Meeting of the Parliament 15 December 2015
I put on record my appreciation for the hard work and dedication of GPs. We as a society depend on their skills, experience, hard work and sense of duty to others. They are an invaluable profession; they are essential and their dedication should be acknowledged by the whole Parliament.
Before I deal with issues concerning the reform and redesign of services, I draw the Parliament’s attention to the members’ business debate that Patricia Ferguson secured at the end of last month.
In that debate, we heard about the challenges that face so-called deep-end practices, where the consequences of health inequalities are most acute and severe. The life expectancy gap is a stubborn and stark reminder of the extent of health inequality in Scotland. Labour’s amendment allows me to repeat the point that I made in the chamber last month that we need to do much more to understand the financial consequences of health inequalities for our public services and health budgets and we need to properly support practices on the front line in our struggle with health inequality.
There is no doubt that the causes of health inequality are complex. Tackling those root causes is not simply a question of resourcing GP practices; it is also a question of redistribution, regeneration, education and economic opportunity. However, the BMA and researchers from the University of Glasgow and the University of Dundee have shown that practices in the most deprived areas have 38 per cent more patients with multiple morbidity. They have also shown that the average spend per patient in those practices is lower than the spend in more affluent parts of the country and that GPs in deprived areas tend to have a higher workload. That is why many of us have called on the Scottish Government to examine the allocation of funding.

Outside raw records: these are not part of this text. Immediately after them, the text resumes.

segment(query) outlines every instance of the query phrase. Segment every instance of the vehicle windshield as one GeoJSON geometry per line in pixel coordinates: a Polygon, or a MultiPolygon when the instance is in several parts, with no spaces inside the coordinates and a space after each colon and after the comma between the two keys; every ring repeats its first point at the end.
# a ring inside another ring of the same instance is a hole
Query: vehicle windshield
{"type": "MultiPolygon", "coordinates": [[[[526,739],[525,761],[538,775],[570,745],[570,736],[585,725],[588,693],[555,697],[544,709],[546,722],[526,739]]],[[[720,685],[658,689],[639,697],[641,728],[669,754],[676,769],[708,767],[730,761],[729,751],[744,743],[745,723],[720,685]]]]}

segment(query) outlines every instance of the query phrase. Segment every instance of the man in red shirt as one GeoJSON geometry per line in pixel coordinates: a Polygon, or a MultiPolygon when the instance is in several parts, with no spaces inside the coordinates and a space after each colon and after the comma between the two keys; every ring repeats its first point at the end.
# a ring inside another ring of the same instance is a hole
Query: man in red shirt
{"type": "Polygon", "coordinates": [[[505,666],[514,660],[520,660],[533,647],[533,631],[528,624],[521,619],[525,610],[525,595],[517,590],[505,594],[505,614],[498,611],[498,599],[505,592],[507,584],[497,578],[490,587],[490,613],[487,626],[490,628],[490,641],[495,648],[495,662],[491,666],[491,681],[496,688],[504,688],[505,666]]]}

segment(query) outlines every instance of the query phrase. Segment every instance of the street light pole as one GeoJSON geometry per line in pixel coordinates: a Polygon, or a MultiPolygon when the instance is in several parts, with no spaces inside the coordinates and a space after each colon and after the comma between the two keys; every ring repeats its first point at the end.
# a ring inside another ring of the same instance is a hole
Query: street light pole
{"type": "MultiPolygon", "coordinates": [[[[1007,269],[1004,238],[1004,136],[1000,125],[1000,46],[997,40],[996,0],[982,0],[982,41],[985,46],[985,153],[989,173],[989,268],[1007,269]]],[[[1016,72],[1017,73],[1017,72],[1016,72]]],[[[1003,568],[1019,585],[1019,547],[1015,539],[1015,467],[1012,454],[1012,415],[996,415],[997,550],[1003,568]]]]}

There is no doubt that our health services, including primary care, must overcome significant challenges if we are to make them fit for the future. There is consensus on that point across the chamber, in our healthcare professions and throughout the wider public sector. Demographic change, a rising workload, developments in medicine and medical technology, and pressures on funding all necessitate change in healthcare.
There is also a broad consensus on the principles that should drive the necessary reforms: preventative spend; shifting the balance of care; delivering new models of primary care closer to the community while developing specialisms and expertise in acute settings; and making better use of our pharmacists, nurses and allied health professionals. All that is common sense and none of it is new.
I will quote some recommendations from a report by one of the United Kingdom’s leading health experts. He said:
“In planning the future of the NHS in Scotland we need to;
ensure sustainable and safe local services; redesign where possible to meet local needs and expectations—specialise where required having regard to clinical benefit and to access.
view the NHS as a service delivered predominantly in local communities rather than in hospitals; 90% of health care is delivered in primary care but we still focus the bulk of our attention on the other 10%”.
He recommended
“preventative ... care rather than reactive management”
and developing
“new skills to support local services; generalists as well as specialists, nurses and allied health professionals as well as doctors”.
That could have been an extract from the minister’s speech or from a recent briefing from the BMA, but it is not; it is from a report by Professor David Kerr for the Scottish Executive that was published over a decade ago.
The pace of change that we have seen in the years since that report was published does not match the scale of the challenges before us. If it did, we would not be where we are now. Thirty-two per cent are considering retiring from general practice; 92 per cent say that their workload has negatively impacted on the care that patients have received; primary care’s share of the budget is going down; and in acute care, we also have reports of a crisis in medical recruitment and in A and E.
In NHS Lanarkshire, even out-of-hours primary care services are being centralised under a Government that promised to keep health local. The health board is not driving reform from a position of strength; it is reacting to a shortage of GPs who are willing to work in that service. It is all reactive and it has been reactive for too long.
Many of the challenges that our health services face, whether in primary care or acute care, are related, and they have been foreseeable for some time. Negotiations over the new GP contract are of the utmost importance, as are questions of resources and training. I commend Richard Simpson’s work on those issues. We need to shift the balance of care, but we cannot do that unless we support our GPs with models of care that are fit for the future.